Если я ощущаю его как границу, то он пребывает по ту сторону всякой относительности и служит опорой для подлинной коммуникации. Кажется, будто он ничего не требует для себя, кроме того, чем является для самой себя истинная экзистенция, восходящая в коммуникации с другой экзистенцией: не требует ни цены, ни культа, ни пропаганды. В мире мне встречается только экзистенция. Бог не живет в мире, как Он сам.
Молитва — это врывающаяся в сокровенное назойливость, на которую человек может решаться в крайности одиночества и нужды, которая, как повседневная привычка и оформленный обычай, есть проблематическая фиксация, из тех, в каких отказывает себе философия. Сопровождаясь повседневной уверенностью в близости к нам Бога, отношение к Богу лишилось бы глубины, придаваемой сомнением; сверхмирность Бога была бы упразднена, и мы обрели бы покой и довольство, которые экзистенция, взвесив, нашла бы слишком легкими. Ибо сокровенность Бога требует, кажется, от человека — мучить себя в сомнениях и бедах.
Помощь божества имеет для экзистенции не такой характер, что божество, слыша мой призыв, что-то делает или препятствует чему-то совершиться. Оно показывается мне в шифре и все-таки остается сокровенным. Шифр, в котором оно являет себя всего непосредственнее и решительнее, — это моя собственная деятельность. Молитва же, как удостоверение абсолютного сознания в его трансцендентной соотнесенности, есть некоммуникабельное, несводимое ни к какой объективной форме, экзистенциальное присутствие в его всякий раз историчной неповторимости — как восхождение к единому.
Однако уже и таких слов оказывается слишком много, если их считают выражением окончательного покоя. Восхождение к единому превратилось бы в некую уверенность, в которой я оставляю позади мир существования в его нескончаемой множественности, в его проблематичности и неоднозначности; в этой неверности по отношению к миру я устранился бы от действительности в облегчающую гармонию. Ибо единое подобно божеству, которое приходит в этот мир чужестранцем и помогает мне постольку, поскольку я, из экзистенциально единого, чувствую себя в единстве с ним. Но близость божества, которая кажется мне приходящей из какого-то иного мира, не должна заставить меня забыть о его отдаленности, в силу которой этот мир в его разорванности есть именно то, что он есть.

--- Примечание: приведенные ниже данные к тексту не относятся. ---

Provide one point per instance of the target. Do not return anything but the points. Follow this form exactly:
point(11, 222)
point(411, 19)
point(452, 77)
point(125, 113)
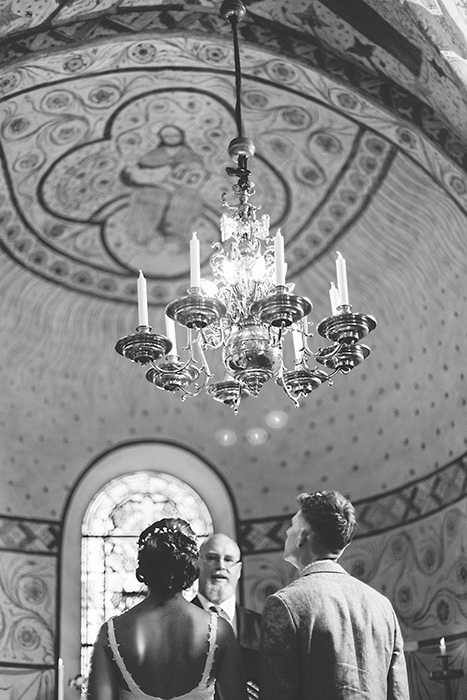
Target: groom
point(328, 635)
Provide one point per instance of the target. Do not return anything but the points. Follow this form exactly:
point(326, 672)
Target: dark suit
point(248, 625)
point(329, 636)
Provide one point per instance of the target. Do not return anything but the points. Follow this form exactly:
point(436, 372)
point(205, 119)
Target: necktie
point(217, 609)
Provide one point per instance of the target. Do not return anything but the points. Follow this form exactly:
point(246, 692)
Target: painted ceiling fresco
point(114, 123)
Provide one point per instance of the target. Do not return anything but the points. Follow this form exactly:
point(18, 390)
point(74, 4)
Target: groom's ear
point(303, 536)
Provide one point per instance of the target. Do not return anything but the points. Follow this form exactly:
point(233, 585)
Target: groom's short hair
point(331, 516)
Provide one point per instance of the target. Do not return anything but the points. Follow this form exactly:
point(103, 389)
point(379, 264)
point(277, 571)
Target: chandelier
point(247, 311)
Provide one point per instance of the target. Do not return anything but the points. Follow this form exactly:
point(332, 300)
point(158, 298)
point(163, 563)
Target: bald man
point(220, 569)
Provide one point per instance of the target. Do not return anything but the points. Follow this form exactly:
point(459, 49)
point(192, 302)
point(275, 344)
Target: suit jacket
point(248, 635)
point(328, 636)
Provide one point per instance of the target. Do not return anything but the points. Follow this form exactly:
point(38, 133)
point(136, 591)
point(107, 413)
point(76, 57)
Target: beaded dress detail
point(203, 691)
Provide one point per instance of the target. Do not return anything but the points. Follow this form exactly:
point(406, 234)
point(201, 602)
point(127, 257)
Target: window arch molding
point(150, 455)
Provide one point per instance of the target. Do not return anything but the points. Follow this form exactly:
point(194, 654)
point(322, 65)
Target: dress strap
point(212, 648)
point(118, 659)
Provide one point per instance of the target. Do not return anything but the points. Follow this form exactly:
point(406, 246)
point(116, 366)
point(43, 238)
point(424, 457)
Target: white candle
point(60, 680)
point(143, 319)
point(342, 280)
point(279, 258)
point(334, 297)
point(195, 266)
point(297, 340)
point(171, 335)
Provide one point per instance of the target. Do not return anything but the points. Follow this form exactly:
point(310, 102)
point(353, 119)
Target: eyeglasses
point(216, 559)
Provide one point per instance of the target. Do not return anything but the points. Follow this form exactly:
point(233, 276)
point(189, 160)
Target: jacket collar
point(323, 565)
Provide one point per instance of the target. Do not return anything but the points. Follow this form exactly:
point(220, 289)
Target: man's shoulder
point(247, 614)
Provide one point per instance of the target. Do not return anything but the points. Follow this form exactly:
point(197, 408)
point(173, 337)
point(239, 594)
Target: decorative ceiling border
point(415, 500)
point(270, 35)
point(29, 535)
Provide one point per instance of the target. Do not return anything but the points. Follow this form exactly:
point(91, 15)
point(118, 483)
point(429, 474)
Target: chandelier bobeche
point(248, 310)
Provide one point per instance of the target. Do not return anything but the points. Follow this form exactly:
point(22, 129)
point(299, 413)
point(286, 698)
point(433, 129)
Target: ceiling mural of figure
point(126, 166)
point(161, 215)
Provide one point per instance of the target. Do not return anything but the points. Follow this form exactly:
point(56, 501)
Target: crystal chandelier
point(248, 311)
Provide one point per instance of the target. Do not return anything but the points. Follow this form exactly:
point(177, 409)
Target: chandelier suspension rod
point(234, 11)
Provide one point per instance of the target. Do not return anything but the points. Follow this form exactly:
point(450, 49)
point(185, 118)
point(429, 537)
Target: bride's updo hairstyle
point(167, 557)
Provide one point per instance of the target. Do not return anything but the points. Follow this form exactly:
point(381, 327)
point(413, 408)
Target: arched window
point(150, 477)
point(113, 520)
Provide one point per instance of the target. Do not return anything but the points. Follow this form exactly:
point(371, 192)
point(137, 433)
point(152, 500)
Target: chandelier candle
point(195, 266)
point(279, 259)
point(143, 319)
point(342, 281)
point(334, 297)
point(170, 333)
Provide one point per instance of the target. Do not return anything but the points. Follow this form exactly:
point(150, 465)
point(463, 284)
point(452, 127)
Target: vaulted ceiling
point(115, 118)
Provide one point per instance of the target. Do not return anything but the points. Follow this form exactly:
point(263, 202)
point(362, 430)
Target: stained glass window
point(111, 526)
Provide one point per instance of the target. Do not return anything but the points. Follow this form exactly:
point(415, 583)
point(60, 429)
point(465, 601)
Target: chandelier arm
point(205, 366)
point(331, 351)
point(280, 382)
point(160, 370)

Единое, высшее и последнее прибежище, может превратиться в экзистенциальную угрозу, если его избирают не из действительности мира во всей полноте напряжения возможной экзистенции. Оно истинно лишь на той основе, на котором мы встречаем его: на основе безусловности единого в существовании экзистенции. Оно никогда не становится пребывающим покоем, в котором бы преодолевалось все прежде бывшее. В существовании я вынужден бываю вновь выступать из единения со своей трансценденцией, и нахожу путь обратно к упрямству, к возможностям падения и служения ночи и ко многому — движение по этому пути мне приходится повторять все время, пока я остаюсь во временном существовании. Ибо всякий покой скоро превращается в волю к счастью отвлеченного существования, не желающего, чтобы его беспокоили.